Tanto las hembras como los machos tienen cuernos, que también son muy raros, tienen anillos en los dos primeros tercios, están muy juntos y son gruesos en la base, inclinados ligeramente hacia el frente, vuelven para los lados y están echados para atrás en su último tercio. Se hace extremadamente difícil evaluar la calidad de un trofeo, para mí es casi imposible, consigo ver cuál es el mayor de una manada, pero… poco más. Felizmente, Quinton sabía mucho más de gondongas que yo.

Las aproximaciones son muy difíciles porque las gondongas prefieren áreas abiertas y mantienen siempre varias centinelas para proteger al grupo. Pero esta vez teníamos algunas islas de vegetación y ‘saltando’ de unas a otras, les fuimos ganando terreno.

Más cerca, y mientras observábamos por los prismáticos, un lacónico «¡Es bueno, es muy bueno!», de Quinton, acabó con mis dudas. Pero las cosas se pusieron aún más fáciles cuando una hembra salió de la manada y comenzó a caminar en la dirección de la mancha de palmeras en la que estábamos, seguida muy de cerca por nuestro macho. A partir de ahí, sólo bastó escondernos y esperar. Cuando la gondonga llegó a menos de cien metros, apunté a su paletilla y la ‘lista de los más deseados’ se quedó más pequeña.

Un eland viajero

El día siguiente intenté cazar un eland, el gran vagabundo del continente negro. Como no son territoriales, caminan kilómetros y kilómetros, siendo, probablemente, los antílopes más difíciles de cazar. Nuestra caminata comenzó de mañana, muy temprano. Comenzamos por buscarlos en sitios donde habían sido vistos recientemente y hasta encontramos algunos rastros antiguos. Después de varios kilómetros volvimos a encontrar huellas, pero también de varios días. A media mañana descubrimos la madriguera de una hiena, en una termitera, y vimos que estaba dentro. Pero como no formaba parte de nuestros planes la dejamos en paz.

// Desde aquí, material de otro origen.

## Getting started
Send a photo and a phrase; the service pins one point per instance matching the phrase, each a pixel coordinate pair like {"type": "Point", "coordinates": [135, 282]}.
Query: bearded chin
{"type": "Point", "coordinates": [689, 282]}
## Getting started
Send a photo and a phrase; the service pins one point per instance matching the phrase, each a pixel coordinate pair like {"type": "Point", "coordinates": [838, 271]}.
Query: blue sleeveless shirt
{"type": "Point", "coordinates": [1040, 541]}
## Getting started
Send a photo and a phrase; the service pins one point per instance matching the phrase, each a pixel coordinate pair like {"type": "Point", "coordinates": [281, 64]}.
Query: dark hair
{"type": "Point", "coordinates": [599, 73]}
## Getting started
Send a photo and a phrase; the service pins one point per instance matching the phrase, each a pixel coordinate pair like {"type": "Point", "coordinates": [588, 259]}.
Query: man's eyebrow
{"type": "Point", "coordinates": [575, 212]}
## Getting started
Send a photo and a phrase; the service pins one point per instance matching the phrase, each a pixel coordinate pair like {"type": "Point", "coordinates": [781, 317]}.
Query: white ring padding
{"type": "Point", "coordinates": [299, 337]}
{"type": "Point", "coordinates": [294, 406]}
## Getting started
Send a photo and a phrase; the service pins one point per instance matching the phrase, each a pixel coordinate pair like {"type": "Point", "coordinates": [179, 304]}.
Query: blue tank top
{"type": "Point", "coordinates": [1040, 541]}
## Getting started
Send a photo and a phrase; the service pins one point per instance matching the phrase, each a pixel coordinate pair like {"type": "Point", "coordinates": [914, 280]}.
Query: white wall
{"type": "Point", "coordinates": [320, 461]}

A lo largo del día fuimos viendo varias manadas de sables, algunas con más de cincuenta animales, pero como sus cuotas de caza habían terminado… lo único que me quedó fue admirarlos. Incluso no siendo la palanca negra gigante de Angola, mi tierra, el pala-pala de Mozambique también es un regalo para quienes le gustan los animales salvajes. El porte altivo y elegante de una palanca es de las cosas más bonitas que podemos ver en la selva africana. Aprovechamos para aproximarnos, a menos de veinte metros, de una de estas joyas, un gran macho con un bonito trofeo, pero la cacería fue para Pedro, que filmó todo. Incluso sin yo haber tirado, fue de las mejores aproximaciones que hicimos durante el safari.

Animales de la Coutada 10

Caminamos unos cuantos kilómetros y al igual que los otros días, vimos centenares de animales de varias especies; sables, cebras, waterbucks, gondongas, nyalas, xangos, impalas, bushbucks, facos, oribis, duikers y sunis, algunos de ellos trofeos extraordinarios.

Hace diez años, me había quedado impresionado con la cantidad de animales que hay en la Coutada 10,¡ahora aún hay más! ¡Éste es uno de los mejores ejemplos de lo que la caza hace por la conservación de la vida salvaje!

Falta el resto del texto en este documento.